To cut a long story short, our 'Fat Man' could not even last through half the class and was panting away. It was 90 minutes of vigorous cycling up and down different terrains. I could see his 'multiple orgasms' despite needing to hold on as not to injure his MACHOISM. Not wanting to die on the ladies literally, 'Fat Man' relented and walked out. Without the initial ego, we would have understood.

It is terrible being fat. Where I gym, for crying out loud, I have seen FAT LADIES with the most minimum amount of clothes on. Don't they realise that by dressing like that, they symbolise an exercise ball that is ready to be sat on? I try to mind my own business; but in the male locker room, a really GROTESQUE sight, is to have a 'Fat Man' stand beside me in only his big parachute brief with no shirt on. Worst still, he actually looked like he had breasts. While smiling at me with heavy breathing, I wish somebody would tell him that it is not the exercises that is wearing him out but the inches of LARD around his waist that is making him overheat.
Please don't get me wrong. I have NOTHING AGAINST fat people. I was once fat myself. I loved my beers and pizzas. I had a beer gut and a face of an 8" Domino's Hawaiian Delight. Honestly, in a world like this, who would like a fat and overweight person? At a job interview down to the hedge, both with similar qualifications and experience, who will get the job; the fat or the thin? Fat people are normally POKED and made fun at. Heard of this one? A rather fat and overweight lady was boarding a flight and gave the flight steward two boarding passes. "Where is your companion?" asked the steward. She said in a blush, "Well, you see, one seat is too small and uncomfortable for me, so I decided to get two. But, they are both really for me". The flight steward replied, "Fine with me Ma'am, there is just a slight problem. You see, your seats are numbers 32 and 43".

I work out because at 'mid - life' I need to be HEALTHY. Consistent exercising and the releasing of endorphins would ENERGISE me, make me LESS stressed and LIVE life better. If ever I am fat again, I would probably:
* Scare children when they see me as some big ugly OGRE from Shrek.
* Take too much space in pictures even with wide angled lens.
* Be liked by only fat people and detested by the rest.
* Breathe with a loud Darth Vader echoing sound in the background.
* Smell terrible like some Hokkien Mee lard.
* Confining to only the missionary position when making love.
Worst still, she has to be on top all the time to avoid me crushing her.

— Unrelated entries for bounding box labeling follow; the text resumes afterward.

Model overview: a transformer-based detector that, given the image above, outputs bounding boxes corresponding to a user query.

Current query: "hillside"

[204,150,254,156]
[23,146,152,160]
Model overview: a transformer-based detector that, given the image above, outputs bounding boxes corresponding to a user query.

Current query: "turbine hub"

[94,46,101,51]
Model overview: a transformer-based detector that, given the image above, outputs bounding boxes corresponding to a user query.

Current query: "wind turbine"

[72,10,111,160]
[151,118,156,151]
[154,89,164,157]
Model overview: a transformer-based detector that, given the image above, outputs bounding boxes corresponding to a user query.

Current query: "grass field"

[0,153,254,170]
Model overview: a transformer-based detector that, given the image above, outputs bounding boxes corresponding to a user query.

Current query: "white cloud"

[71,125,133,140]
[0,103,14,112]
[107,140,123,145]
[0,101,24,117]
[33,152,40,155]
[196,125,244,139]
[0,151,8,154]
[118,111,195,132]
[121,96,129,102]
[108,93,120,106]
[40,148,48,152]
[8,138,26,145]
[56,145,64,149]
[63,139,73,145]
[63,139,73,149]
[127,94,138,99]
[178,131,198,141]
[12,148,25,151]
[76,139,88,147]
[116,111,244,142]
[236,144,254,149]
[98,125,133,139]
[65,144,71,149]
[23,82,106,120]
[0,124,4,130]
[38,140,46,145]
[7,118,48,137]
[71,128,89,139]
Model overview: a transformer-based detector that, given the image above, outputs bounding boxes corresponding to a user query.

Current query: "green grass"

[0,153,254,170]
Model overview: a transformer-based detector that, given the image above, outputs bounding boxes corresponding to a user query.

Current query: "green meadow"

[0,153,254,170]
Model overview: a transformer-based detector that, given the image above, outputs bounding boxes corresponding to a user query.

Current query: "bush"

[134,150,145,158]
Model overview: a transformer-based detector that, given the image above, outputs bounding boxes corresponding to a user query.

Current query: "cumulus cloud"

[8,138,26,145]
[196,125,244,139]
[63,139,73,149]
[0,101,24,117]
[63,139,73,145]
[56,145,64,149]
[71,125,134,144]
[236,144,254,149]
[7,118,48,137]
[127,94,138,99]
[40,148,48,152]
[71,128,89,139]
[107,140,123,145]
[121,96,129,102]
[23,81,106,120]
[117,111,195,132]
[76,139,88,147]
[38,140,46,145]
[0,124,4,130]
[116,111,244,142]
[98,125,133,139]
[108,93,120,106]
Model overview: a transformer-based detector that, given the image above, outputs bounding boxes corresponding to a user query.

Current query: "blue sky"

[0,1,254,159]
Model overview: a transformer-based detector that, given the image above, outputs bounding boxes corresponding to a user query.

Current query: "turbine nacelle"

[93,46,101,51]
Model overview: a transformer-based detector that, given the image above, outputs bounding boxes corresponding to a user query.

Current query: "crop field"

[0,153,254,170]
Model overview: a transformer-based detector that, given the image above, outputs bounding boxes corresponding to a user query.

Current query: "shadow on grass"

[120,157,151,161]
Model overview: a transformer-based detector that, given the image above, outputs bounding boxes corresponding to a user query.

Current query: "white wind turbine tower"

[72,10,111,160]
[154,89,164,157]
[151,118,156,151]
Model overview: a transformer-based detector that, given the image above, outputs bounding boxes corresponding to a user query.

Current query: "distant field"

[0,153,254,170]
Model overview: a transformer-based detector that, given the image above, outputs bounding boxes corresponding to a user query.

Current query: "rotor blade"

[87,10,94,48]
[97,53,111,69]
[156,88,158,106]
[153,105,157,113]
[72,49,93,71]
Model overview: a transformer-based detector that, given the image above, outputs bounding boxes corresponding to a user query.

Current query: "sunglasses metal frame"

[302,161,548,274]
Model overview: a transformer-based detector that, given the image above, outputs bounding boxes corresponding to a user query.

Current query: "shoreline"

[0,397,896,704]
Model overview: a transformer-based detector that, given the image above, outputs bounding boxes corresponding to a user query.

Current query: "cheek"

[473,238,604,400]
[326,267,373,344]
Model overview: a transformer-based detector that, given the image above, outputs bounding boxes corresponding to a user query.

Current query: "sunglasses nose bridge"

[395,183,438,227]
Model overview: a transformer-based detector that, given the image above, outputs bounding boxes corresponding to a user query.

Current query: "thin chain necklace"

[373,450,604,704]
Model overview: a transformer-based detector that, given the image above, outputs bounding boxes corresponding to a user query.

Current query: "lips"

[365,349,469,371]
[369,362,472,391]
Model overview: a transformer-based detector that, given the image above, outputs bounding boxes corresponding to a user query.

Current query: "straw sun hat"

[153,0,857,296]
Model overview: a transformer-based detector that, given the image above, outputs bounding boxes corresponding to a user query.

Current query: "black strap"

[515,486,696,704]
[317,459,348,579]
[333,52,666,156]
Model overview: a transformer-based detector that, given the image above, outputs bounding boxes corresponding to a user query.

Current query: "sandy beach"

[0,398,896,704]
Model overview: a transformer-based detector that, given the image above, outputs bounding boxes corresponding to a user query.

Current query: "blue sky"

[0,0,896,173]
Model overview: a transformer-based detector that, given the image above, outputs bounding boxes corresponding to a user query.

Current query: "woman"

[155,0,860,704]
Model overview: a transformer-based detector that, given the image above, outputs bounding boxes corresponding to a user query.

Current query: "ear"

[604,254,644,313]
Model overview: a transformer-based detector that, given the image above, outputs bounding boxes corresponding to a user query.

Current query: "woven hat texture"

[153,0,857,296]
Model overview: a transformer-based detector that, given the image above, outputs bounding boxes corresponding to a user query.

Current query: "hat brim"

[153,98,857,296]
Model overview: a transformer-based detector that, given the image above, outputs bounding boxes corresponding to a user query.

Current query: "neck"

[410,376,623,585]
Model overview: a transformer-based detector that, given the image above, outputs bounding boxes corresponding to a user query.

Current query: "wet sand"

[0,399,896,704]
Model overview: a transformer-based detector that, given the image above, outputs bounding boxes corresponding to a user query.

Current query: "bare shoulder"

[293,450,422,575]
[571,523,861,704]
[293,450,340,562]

I don't want to be fat ever again. I don't want a piece of lard wrapped around so big that I can't see 'HIM' while I am taking a PEE. If temptation is great when supper, chocolates, sweet Coke comes a calling, say this prayer:

Lord, my soul is ripped with riot,
Incited by my wicked diet,
We are what we eat, said a wise old man,
And Lord, if that is true, I am a garbage can,
I want to rise on Judgement Day, that's plain,
But at my present weight, I'll need a crane.